We present a mixed quantum-classical simulation of polariton
dynamics
for molecule–cavity hybrid systems. In particular, we treat
the coupled electronic–photonic degrees of freedom (DOFs) as
the quantum subsystem and the nuclear DOFs as the classical subsystem
and use the trajectory surface hopping approach to simulate non-adiabatic
dynamics among the polariton states due to the coupled motion of nuclei.
We use the accurate nuclear gradient expression derived from the Pauli–Fierz
quantum electrodynamics Hamiltonian without making further approximations.

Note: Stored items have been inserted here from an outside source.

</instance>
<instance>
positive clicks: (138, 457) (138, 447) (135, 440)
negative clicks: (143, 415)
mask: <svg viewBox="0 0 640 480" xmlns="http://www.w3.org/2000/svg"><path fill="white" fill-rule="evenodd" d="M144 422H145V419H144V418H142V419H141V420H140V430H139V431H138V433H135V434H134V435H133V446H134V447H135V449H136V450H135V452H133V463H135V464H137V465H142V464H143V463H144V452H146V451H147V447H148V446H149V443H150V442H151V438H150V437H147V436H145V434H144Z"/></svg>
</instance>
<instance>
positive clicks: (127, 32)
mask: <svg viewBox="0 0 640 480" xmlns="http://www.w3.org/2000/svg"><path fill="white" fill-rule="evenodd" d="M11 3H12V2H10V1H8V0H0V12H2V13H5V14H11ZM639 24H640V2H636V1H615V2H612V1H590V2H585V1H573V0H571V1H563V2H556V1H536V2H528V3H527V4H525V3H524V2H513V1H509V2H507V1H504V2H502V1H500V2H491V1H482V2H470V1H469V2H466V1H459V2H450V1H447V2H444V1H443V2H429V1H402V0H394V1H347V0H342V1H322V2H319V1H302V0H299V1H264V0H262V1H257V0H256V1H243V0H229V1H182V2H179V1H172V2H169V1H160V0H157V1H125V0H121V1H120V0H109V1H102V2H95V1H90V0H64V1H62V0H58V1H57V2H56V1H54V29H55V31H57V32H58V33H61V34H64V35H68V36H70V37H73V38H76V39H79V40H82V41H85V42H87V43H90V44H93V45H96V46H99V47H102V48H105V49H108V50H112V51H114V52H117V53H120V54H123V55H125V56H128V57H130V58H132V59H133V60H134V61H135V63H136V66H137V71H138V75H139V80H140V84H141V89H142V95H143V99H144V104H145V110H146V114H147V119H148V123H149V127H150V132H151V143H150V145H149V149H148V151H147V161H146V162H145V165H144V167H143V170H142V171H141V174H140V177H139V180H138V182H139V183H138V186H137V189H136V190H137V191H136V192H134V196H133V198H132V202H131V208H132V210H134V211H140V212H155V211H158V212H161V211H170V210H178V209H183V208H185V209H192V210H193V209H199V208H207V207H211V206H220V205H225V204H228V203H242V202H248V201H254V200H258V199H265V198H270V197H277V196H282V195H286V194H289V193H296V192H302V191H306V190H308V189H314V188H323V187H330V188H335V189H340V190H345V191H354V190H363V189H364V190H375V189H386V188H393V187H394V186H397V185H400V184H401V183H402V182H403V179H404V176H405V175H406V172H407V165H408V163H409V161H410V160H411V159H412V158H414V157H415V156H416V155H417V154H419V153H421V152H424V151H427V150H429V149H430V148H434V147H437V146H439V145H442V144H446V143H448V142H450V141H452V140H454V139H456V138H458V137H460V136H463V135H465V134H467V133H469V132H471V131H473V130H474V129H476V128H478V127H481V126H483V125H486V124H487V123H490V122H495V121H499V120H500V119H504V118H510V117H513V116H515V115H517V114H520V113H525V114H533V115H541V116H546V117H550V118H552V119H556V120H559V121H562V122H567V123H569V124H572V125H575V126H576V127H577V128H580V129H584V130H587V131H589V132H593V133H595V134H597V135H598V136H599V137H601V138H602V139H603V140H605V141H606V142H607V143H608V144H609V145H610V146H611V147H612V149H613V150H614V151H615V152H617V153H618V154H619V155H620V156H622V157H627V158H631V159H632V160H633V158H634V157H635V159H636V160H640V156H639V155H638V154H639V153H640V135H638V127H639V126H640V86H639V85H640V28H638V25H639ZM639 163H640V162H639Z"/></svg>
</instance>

The energies, gradients, and derivative couplings of the molecular
systems are obtained from the on-the-fly simulations at the level
of complete active space self-consistent field (CASSCF), which are
used to compute the polariton energies and nuclear gradients. The
derivatives of dipoles are also necessary ingredients in the polariton
nuclear gradient expression but are often not readily available in
electronic structure methods. To address this challenge, we use a
machine learning model with the Kernel ridge regression method to
construct the dipoles and further obtain their derivatives, at the
same level as the CASSCF theory. The cavity loss process is modeled
with the Lindblad jump superoperator on the reduced density of the
electronic–photonic quantum subsystem. We investigate the azomethane
molecule and its photoinduced isomerization dynamics inside the cavity.
Our results show the accuracy of the machine-learned dipoles and their
usage in simulating polariton dynamics. Our polariton dynamics results
also demonstrate the isomerization reaction of azomethane can be effectively
tuned by coupling to an optical cavity and by changing the light–matter
coupling strength and the cavity loss rate.